20.07.2012, 07:23 Uhr | sid

Formel 1: Für Bernie Ecclestone wird die Luft dünn. Bernie Ecclestone droht eine Anklage der Münchner Staatsanwaltschaft.  (Quelle: imago)

Bernie Ecclestone droht eine Anklage der Münchner Staatsanwaltschaft. (Quelle: imago)

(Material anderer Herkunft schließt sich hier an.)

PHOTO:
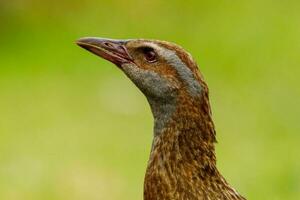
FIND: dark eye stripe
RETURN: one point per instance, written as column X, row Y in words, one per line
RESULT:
column 149, row 54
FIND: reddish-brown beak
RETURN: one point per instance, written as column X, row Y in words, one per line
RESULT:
column 111, row 50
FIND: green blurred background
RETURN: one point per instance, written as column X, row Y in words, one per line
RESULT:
column 73, row 127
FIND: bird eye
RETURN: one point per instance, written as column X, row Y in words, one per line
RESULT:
column 149, row 54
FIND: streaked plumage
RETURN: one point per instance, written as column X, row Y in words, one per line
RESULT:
column 182, row 162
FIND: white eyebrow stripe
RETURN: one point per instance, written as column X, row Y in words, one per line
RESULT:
column 184, row 72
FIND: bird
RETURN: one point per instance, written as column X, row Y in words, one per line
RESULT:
column 182, row 163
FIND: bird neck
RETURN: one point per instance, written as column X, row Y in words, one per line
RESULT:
column 182, row 162
column 184, row 127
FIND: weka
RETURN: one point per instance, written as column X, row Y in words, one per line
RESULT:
column 182, row 164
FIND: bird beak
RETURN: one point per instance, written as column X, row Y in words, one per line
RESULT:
column 111, row 50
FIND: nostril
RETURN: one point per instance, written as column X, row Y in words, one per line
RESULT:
column 107, row 44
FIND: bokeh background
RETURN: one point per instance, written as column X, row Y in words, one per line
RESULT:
column 72, row 127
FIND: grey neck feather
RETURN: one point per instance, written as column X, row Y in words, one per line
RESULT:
column 159, row 92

Formel-1-Chef Bernie Ecclestone gerät in der Schmiergeldaffäre massiv unter Druck. Die "Süddeutsche Zeitung" berichtet, dass der im Vormonat wegen Bestechlichkeit zu achteinhalb Jahren Haft verurteilte Ex-Banker Gerhard Gribkowsky den Briten bei der Staatsanwaltschaft in die Bredouille gebracht hat.

Demnach soll der einst in der Formel 1 einflussreiche Gribkowsky, der den Erhalt von 44 Millionen Dollar von Ecclestone für den Verkauf von Formel-1-Anteilen der BayernLB an den heutigen Besitzer CVC im Zuge des Gerichtsverfahrens zugegeben hatte, seine Aussagen bei den Ermittlern als Belastungszeuge wiederholt haben.

Erpressung oder Schmiergeld?

Angeblich forciere die Staatsanwaltschaft ihre Bemühungen um eine Anklage gegen Ecclestone wegen Bestechung "mit Hochdruck". Ecclestone hatte die Zahlung an Gribkowsky als Zeuge auch schon eingeräumt. Allerdings behauptet der Formel-1-Patron, von Gribkowsky erpresst worden zu sein. Die Millionen seien Schweige- und kein Schmiergeld gewesen. Entsprechend, sagte Ecclestone nach der Verurteilung Gribkowskys, würde der frühere Bankier mit anderen Behauptungen lügen.

Unklar ist, ob sich Ecclestone einem Prozess in Deutschland stellen würde. Angst, dass die Staatsanwaltschaft ihn beim Großen Preis von Deutschland an diesem Wochenende auf dem Hockenheimring behelligt, hat er nicht. Der 82-Jährige will das Rennen auf jeden Fall besuchen.